Interpretive Summary: Overexploitation of limited water resources to meet diverse uses in arid/semi-arid regions like the southwestern U.S. makes them vulnerable to severe water stress under changing climate. Specifically, increased frequency of prolonged droughts will likely intensify water shortages in irrigated agricultural areas in this region. In this study, we analyzed future (through year 2100) water availability projections in the heavily irrigated Elephant Butte Irrigation District (EBID) agricultural watershed located within the Rio Grande Basin in the U.S. Desert Southwest. We used streamflow projections under a wide range of climatic conditions and the Soil and Water Assessment Tool model to evaluate future inflows to the main surface water reservoirs, possible future reservoir releases, and groundwater pumping needed to sustain irrigated agriculture. Results indicate declining reliability of reservoirs to meet the water demand for irrigated agriculture in the EBID. An option that can be used to mitigate the impact associated with declining surface water is groundwater, which, however, increases pressure on this already-strained water resource. Instead, the region should be prepared to use marginal-quality groundwater (TDS > 3000 mg/L) as fresh groundwater is depleted during the 21st century under hotter and drier conditions and current agricultural land and water management practices. In addition, it is necessary for water resource managers to improve the efficiency of irrigation with the ultimate goal of reducing net agricultural water consumption in the region.

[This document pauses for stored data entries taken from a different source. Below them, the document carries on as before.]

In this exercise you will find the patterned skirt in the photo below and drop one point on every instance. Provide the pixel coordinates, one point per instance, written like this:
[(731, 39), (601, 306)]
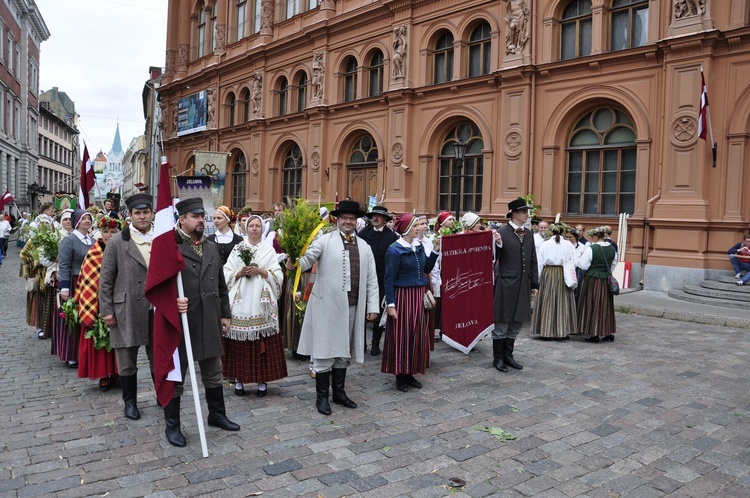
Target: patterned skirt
[(406, 348), (65, 338), (596, 309), (262, 360), (555, 312)]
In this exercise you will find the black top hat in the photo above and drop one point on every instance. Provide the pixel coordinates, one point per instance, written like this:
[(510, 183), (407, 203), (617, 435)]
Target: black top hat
[(192, 205), (351, 207), (139, 201), (517, 205), (381, 210)]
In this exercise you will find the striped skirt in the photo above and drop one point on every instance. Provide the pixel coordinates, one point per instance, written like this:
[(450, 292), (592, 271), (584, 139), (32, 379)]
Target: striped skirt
[(262, 360), (406, 348), (596, 309), (555, 312), (65, 338)]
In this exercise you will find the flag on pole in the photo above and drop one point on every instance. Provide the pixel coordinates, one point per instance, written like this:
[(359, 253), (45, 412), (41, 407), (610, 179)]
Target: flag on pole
[(6, 199), (161, 290), (703, 112), (87, 180)]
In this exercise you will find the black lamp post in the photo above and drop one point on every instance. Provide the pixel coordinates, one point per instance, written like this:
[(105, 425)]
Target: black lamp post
[(459, 152)]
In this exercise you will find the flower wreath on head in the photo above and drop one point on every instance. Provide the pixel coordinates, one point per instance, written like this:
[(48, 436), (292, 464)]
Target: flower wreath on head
[(105, 222)]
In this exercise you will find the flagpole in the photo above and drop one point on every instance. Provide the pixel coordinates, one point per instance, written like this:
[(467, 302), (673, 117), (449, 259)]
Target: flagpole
[(191, 369)]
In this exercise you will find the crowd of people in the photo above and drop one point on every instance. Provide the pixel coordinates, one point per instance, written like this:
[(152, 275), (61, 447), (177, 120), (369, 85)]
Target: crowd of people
[(86, 273)]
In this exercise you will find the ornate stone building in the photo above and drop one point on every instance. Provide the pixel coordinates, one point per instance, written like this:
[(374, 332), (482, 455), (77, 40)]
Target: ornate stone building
[(591, 105)]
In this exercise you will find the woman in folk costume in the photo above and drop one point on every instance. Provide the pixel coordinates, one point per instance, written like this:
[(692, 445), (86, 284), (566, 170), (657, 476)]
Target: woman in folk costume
[(406, 349), (253, 347), (73, 249), (94, 363), (554, 315), (224, 236), (596, 309)]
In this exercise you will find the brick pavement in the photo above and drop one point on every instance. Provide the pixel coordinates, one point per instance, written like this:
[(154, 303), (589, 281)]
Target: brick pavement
[(662, 411)]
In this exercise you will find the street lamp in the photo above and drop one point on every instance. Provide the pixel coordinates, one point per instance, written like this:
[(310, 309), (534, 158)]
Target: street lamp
[(459, 152)]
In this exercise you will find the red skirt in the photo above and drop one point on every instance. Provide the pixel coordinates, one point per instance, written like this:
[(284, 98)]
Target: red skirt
[(406, 348), (262, 360)]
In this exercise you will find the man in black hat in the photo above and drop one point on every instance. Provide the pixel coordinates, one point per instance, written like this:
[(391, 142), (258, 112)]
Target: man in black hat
[(516, 282), (379, 237), (344, 295), (206, 303), (122, 296)]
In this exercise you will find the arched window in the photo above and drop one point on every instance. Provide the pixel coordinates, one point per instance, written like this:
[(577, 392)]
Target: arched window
[(301, 91), (629, 24), (362, 169), (575, 30), (245, 99), (239, 180), (480, 43), (601, 157), (291, 187), (472, 170), (376, 74), (283, 94), (350, 79), (443, 59)]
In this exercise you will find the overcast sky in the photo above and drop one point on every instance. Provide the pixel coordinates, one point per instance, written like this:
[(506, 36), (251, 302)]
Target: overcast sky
[(99, 52)]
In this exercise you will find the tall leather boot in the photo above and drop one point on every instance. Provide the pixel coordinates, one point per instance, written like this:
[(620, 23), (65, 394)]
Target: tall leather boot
[(129, 386), (217, 414), (508, 355), (498, 345), (322, 385), (172, 418), (377, 333), (338, 378)]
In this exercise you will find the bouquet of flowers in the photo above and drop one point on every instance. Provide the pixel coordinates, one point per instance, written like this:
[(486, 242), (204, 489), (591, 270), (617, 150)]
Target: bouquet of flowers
[(99, 333)]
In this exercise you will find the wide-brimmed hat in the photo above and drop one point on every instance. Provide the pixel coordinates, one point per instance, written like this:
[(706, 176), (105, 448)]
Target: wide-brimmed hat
[(517, 205), (350, 207), (192, 205), (381, 210)]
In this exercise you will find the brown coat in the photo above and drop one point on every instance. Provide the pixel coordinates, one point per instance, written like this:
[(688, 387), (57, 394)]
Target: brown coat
[(122, 287), (208, 299)]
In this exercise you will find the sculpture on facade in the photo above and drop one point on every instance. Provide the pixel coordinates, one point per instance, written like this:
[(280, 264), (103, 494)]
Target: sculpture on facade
[(687, 8), (318, 75), (399, 51), (517, 20), (256, 92)]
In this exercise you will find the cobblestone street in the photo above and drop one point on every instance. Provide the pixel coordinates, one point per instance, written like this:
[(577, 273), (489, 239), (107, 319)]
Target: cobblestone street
[(662, 411)]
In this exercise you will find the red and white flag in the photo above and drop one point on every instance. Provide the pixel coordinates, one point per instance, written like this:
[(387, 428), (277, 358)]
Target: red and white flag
[(87, 180), (703, 112), (161, 291), (6, 199)]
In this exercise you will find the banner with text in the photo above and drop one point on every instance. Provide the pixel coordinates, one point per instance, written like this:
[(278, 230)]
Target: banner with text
[(467, 294)]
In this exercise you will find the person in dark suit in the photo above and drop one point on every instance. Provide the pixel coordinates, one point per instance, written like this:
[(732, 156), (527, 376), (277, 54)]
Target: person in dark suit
[(516, 282), (379, 237), (206, 303)]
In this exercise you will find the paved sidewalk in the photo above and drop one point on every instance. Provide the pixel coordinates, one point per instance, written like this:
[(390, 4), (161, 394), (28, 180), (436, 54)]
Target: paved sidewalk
[(662, 411)]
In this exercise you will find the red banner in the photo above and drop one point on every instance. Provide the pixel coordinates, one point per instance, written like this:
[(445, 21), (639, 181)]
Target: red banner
[(467, 294)]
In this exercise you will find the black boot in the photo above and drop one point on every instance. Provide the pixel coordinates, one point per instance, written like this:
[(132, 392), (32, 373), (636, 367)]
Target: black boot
[(498, 345), (377, 332), (172, 418), (322, 384), (217, 414), (129, 386), (508, 355), (338, 378)]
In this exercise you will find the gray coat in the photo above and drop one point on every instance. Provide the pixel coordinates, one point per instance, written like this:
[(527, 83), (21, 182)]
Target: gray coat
[(515, 275), (325, 329), (208, 299), (122, 287)]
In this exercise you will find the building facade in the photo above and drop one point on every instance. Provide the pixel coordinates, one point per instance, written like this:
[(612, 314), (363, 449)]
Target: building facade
[(591, 105), (22, 31)]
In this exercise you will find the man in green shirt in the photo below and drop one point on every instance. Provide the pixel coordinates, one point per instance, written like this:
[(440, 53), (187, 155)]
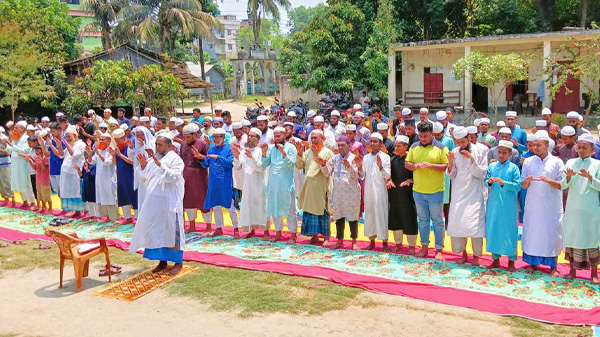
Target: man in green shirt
[(428, 159)]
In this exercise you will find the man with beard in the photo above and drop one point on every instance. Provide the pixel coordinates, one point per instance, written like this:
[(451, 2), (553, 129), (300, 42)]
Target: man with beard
[(313, 199), (281, 198), (467, 166), (159, 229), (253, 214), (193, 152), (219, 162)]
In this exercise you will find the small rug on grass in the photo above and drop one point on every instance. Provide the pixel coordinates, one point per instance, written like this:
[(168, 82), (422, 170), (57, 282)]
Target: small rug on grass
[(141, 284)]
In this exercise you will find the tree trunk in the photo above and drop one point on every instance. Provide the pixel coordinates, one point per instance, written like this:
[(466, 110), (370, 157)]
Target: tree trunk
[(201, 51), (585, 6)]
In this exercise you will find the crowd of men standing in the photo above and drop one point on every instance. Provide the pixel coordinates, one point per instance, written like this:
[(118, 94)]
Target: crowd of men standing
[(403, 174)]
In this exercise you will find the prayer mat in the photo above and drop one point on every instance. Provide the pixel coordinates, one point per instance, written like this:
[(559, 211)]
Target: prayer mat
[(536, 296), (141, 284)]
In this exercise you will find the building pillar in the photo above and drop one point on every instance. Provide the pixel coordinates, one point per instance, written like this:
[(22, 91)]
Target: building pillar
[(547, 79), (391, 80), (468, 88)]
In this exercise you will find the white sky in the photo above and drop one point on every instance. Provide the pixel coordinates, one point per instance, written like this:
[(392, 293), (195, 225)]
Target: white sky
[(240, 7)]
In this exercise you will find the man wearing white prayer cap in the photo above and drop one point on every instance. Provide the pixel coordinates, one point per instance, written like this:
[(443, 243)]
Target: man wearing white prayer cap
[(467, 166), (543, 214)]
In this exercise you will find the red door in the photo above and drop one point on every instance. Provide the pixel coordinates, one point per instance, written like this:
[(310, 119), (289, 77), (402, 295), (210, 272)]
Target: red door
[(434, 85), (564, 102)]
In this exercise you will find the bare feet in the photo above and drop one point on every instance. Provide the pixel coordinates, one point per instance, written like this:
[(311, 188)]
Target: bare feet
[(277, 236), (423, 252), (162, 265), (176, 269), (218, 232), (250, 234), (439, 256), (495, 264)]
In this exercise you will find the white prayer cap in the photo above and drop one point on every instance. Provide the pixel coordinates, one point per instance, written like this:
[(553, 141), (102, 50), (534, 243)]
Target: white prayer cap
[(219, 131), (567, 131), (256, 132), (573, 114), (541, 135), (441, 115), (119, 133), (586, 137), (377, 135), (460, 132), (505, 143), (402, 139), (505, 130), (189, 129)]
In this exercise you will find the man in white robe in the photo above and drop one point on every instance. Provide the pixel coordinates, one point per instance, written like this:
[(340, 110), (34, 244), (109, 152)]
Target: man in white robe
[(542, 174), (253, 213), (106, 178), (159, 229), (467, 165), (377, 170)]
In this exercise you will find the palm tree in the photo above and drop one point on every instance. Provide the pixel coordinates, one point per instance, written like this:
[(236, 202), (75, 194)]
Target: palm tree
[(258, 9), (151, 21), (106, 13)]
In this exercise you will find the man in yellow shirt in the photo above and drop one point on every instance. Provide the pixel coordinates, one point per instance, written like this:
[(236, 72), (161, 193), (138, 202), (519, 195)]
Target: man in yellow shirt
[(428, 159)]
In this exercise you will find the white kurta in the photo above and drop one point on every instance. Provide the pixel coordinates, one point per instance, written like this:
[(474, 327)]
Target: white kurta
[(69, 178), (467, 204), (543, 208), (238, 174), (253, 210), (163, 205), (376, 196), (106, 179)]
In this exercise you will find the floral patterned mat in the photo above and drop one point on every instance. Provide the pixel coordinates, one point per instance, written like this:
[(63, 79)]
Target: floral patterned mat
[(536, 288)]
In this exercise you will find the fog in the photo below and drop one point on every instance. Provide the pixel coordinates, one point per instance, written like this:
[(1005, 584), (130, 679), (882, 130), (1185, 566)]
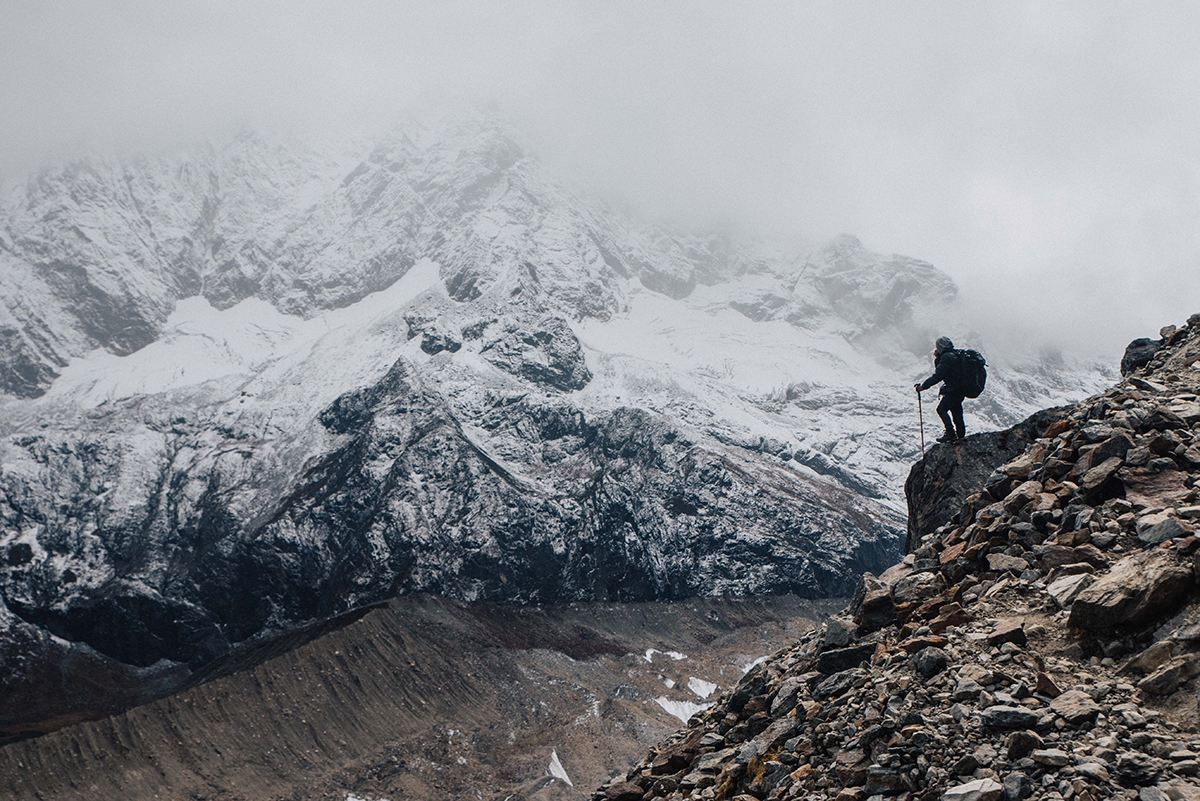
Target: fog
[(1043, 154)]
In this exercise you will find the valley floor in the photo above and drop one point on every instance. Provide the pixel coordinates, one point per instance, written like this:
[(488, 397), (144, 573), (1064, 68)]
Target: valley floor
[(425, 698)]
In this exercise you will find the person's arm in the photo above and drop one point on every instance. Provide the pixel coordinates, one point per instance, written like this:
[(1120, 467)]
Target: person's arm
[(933, 379)]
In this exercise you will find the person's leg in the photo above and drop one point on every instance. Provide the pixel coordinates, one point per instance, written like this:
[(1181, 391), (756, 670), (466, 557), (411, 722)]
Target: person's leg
[(943, 411), (957, 413)]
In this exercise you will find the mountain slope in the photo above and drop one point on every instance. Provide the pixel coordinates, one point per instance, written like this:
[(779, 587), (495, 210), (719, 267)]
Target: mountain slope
[(256, 386)]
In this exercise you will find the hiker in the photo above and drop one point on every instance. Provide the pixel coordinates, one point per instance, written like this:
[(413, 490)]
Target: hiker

Technical Abstract: Robust analysis of water availability under plausible future climate conditions is essential for adaptive water resources management, especially in water scarce regions. We analyzed water availability projections in a heavily irrigated agricultural watershed located in the middle section of the Rio Grande Basin in the U.S. Desert Southwest. We used a subset of future managed streamflow scenarios (through year 2100) from among 97 scenarios developed based on downscaled, bias-corrected global climate model outputs to evaluate future inflows to the principal surface water storage reservoirs, possible future reservoir releases, and groundwater pumping to sustain irrigated agriculture. The streamflow projections describe a wide range of dry and wet conditions compared to the average historical flows in the river, indicating significant uncertainty in future water availability in the Rio Grande Basin. We applied the Soil and Water Assessment Tool (SWAT) to illustrate the impact of climate futures on different components of the water budget at a watershed scale. Results indicate declining reliability of reservoir storage to meet the water demand of irrigated agriculture in the Elephant Butte Irrigation District (EBID). The impact of declining surface water can be offset by increasing the pressure on the already-strained groundwater resources. However, the region should be prepared to use marginal-quality groundwater (TDS > 3000 mg/L) as fresh groundwater is depleted within the 21st century under hotter and drier conditions and status quo agricultural land and water management practices.